Not quite ready to make a ‘Splash’

GREENVILLE — The Greenville City Council indicated it needed a little more time before signing off on an economic development agreement which would bring a Splash Kingdom water park to town.

The council was scheduled Tuesday to approve the agreement, which City Attorney Daniel Ray said had been the focus of intensive negotiations during the past year.

“This is somewhere between the 25th and 30th revision of this agreement,” Ray said, adding that the agreement was completed shortly before the council meeting began Tuesday afternoon.

Council members Dan Perkins and Renee Francey both asked that, since they were seeing the agreement for the first time during the meeting, if they could have more time to look it over before taking a vote.

Ray and Greenville Board of Development President and CEO Greg Sims stressed time was of the essence, as Splash Kingdom needed an answer right away.

“They need to start construction by December 1, if they plan to hit the targeted opening date of next summer,” Ray said. “The expectation is that they are going to be open by June 1, 2014.”

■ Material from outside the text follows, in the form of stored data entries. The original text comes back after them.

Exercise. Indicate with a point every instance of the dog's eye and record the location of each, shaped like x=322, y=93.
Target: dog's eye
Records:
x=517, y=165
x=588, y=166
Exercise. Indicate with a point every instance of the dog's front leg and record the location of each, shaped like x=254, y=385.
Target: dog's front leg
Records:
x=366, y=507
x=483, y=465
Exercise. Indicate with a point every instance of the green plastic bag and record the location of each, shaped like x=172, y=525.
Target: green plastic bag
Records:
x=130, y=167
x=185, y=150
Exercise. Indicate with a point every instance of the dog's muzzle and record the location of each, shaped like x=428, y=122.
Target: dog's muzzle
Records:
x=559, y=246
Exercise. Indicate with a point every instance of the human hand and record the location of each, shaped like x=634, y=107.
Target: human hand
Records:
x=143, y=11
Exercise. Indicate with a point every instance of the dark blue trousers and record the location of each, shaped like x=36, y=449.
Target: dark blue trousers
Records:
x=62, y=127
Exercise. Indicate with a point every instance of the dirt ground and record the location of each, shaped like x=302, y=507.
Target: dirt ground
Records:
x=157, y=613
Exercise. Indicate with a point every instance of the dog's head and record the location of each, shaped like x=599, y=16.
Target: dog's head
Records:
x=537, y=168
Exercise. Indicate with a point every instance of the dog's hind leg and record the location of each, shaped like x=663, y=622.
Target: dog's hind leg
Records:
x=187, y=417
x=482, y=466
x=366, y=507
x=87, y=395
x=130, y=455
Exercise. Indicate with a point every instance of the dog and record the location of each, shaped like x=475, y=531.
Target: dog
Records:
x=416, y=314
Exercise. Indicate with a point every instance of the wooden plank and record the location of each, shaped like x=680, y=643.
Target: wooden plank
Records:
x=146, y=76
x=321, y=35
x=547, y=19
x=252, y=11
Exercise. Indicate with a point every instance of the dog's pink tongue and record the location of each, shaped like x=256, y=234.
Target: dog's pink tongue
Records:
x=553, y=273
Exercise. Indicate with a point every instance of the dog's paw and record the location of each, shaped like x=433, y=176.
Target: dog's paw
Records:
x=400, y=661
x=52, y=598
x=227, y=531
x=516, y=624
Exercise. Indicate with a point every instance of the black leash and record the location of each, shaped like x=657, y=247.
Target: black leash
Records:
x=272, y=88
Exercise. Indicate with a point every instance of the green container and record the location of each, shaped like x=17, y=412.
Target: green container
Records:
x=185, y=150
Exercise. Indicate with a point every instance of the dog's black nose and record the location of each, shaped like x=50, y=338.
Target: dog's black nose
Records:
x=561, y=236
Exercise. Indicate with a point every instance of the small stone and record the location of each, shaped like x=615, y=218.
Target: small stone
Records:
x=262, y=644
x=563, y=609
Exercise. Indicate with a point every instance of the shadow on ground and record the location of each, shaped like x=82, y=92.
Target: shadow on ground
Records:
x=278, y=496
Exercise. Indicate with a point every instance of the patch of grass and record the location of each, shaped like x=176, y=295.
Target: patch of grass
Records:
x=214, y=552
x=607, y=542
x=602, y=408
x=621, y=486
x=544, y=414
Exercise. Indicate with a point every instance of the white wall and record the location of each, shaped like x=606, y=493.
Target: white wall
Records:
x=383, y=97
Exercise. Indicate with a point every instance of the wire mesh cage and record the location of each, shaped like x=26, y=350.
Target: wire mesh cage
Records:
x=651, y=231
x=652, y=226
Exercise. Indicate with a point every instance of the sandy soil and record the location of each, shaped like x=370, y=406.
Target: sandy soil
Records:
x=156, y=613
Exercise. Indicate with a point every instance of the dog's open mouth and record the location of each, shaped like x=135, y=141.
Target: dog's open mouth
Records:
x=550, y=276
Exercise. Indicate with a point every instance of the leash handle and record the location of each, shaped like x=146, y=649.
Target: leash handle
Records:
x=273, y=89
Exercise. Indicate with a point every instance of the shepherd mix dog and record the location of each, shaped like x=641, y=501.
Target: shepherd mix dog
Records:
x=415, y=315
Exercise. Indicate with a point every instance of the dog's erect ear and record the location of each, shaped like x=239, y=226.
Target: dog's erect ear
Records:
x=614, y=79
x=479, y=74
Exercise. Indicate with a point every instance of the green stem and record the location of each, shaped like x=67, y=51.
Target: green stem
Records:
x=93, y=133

“Everybody is pushing for 2014,” Sims said. “We want them to open by 2014.”

The council tabled a vote on the issue until a special session scheduled for noon November 19.

The proposed economic development agreement would be between the city, Splash Kingdom, the Greenville Board of Development and III:I Emerging Market Partners, the developers behind the Greenville Towne Center along the Interstate 30 service road.

The Council voted in March to approve a change in zoning for the Greenville Towne Center, which would cover almost 63 acres along the interstate, bounded by Center Point Lane and the Roy Warren Parkway and is also expected to include retail and commercial businesses, private event/meeting halls and possibly multi-family tracts.

Splash Kingdom is wanting to build their fourth water park development in Northeast Texas, to go along with their existing facilities in Canton and Shreveport, La. and a park which opened over the summer in Hudson Oaks, Texas.

The council voted in October 2012 to instruct Sims to pursue a memorandum of understanding agreement with Splash Kingdom, rather than Hawaiian Falls, which had also indicated it wanted to build in Greenville.

At that time, Mayor Steve Reid said while the offers from both parks were welcome, the council chose the to follow-up on the proposal from Splash Kingdom, as the company would contribute more toward the establishment of the park.

Under the proposed economic development agreement Splash Kingdom would spend $5 million to build the 10-acre park, which would include no less than one major water slide, a lazy river, a wave pool, a children’s wading area, offices, concessions and parking. The city would reimburse III:I Emerging Market Partners $1.75 million in sales tax revenue through a tax increment financing agreement over 20 years.

“The city is not out any upfront money to get this thing kicked off,” Sims said, noting building the water park is already attracting other businesses to Greenville. “It will help kick off some other restaurant activity.”

Sims said Splash Kingdom would likely serve as the catalyst to launching the Towne Center project, as few big box stores are wanting to be the first to jump on to major developments, given the status of the economy.

“The big retailers are not building new stores right now,” Sims said. “The big anchors are not wanting to do anything.”

Local developer Duane May expressed skepticism over some of the details of the proposed agreement, including the city putting up the tax increment financing as an incentive.

Reid said the agreement as written has all of the parties putting in some risk to see the development succeed.

“Everybody’s got skin in the game,” Reid said.